“How could we?” asked Bert. “If they were there they’d belong to Washington, wouldn’t they, Daddy?”
“Well, I suppose all the things in the house once belonged to him or his friends,” said Mr. Bobbsey. “But I don’t imagine those two missing pieces of Miss Pompret’s set will be at Mount Vernon, Nan.”
“No, I don’t s’pose so,” sighed the little girl. “But, oh, I would like to find ’em!”
“And get the hundred dollars reward!” added Bert.
“Don’t think too much of that,” advised their mother. “Of course it would be nice to find Miss Pompret’s dishes, and do her a favor, but I think it is out of the question after all these years that they have been lost.”
The weather was colder than on the day before, when Flossie and Freddie had been lost, and the sun shone fitfully from behind clouds.
“I think we are going to have a snow storm,” said Mr. Bobbsey, on their way to take the boat for Mt. Vernon.
“Oh, goodie!” cried Flossie. “I hope it snows a lot!”

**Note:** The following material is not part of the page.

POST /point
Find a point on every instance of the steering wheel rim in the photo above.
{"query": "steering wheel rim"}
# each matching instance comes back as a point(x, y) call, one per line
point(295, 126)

“So do I!” added Freddie. “Could we send home for our sled if there’s lots of snow, Daddy?” he asked.
“I hardly think it would be worth while,” said his father. “We are not going to be here much more than a week longer. And it would be quite a lot of work to get your sleds here and send them home again. I think you’ll get all the coasting and skating you want when we get back to Lakeport.”
“Anyway, we’re having a nice time while we’re here,” said Nan, with a happy little sigh.
“It’s fun when Freddie and Flossie don’t get lost,” added Bert. “I’m going to keep watch of ’em this time.”
“I’ll help,” added Nan. “Oh, here are Billy and Nell!” she called, waving her hand to their new friends. The Martin children were to go to Mount Vernon with the Bobbsey twins, and they now met them near the place from which the boat started.
“All aboard!” cried Freddie, as they went on the small steamer that was to take them to Mount Vernon. “All aboard. I’m the fireman!”
“There aren’t any fires to put out,” said, Nell, teasing the small chap a little.
“Yes, there is—a fire in the boiler, and it makes steam,” said Freddie, who had often looked in the engine room of steamers. “But I’m not that kind of fireman. I put out fires. I’m going to be a real fireman when I grow up,” he added.
Soon they were comfortably seated on board the boat, which after a bit moved out into the Potomac. Mr. and Mrs. Bobbsey were talking together. Nan, Bert, Billy and Nell were watching another boat which was passing, and Flossie was near them. But Freddie had slipped away, in spite of what Bert had said about going to keep a watchful eye on his small brother.
Suddenly, when the steamer was well out in the river, there was the loud clanging of a bell, and a voice cried:
“Fire! Fire! Fire!”
At once every one on the boat jumped up. The women looked frightened, while the men seemed uncertain what to do.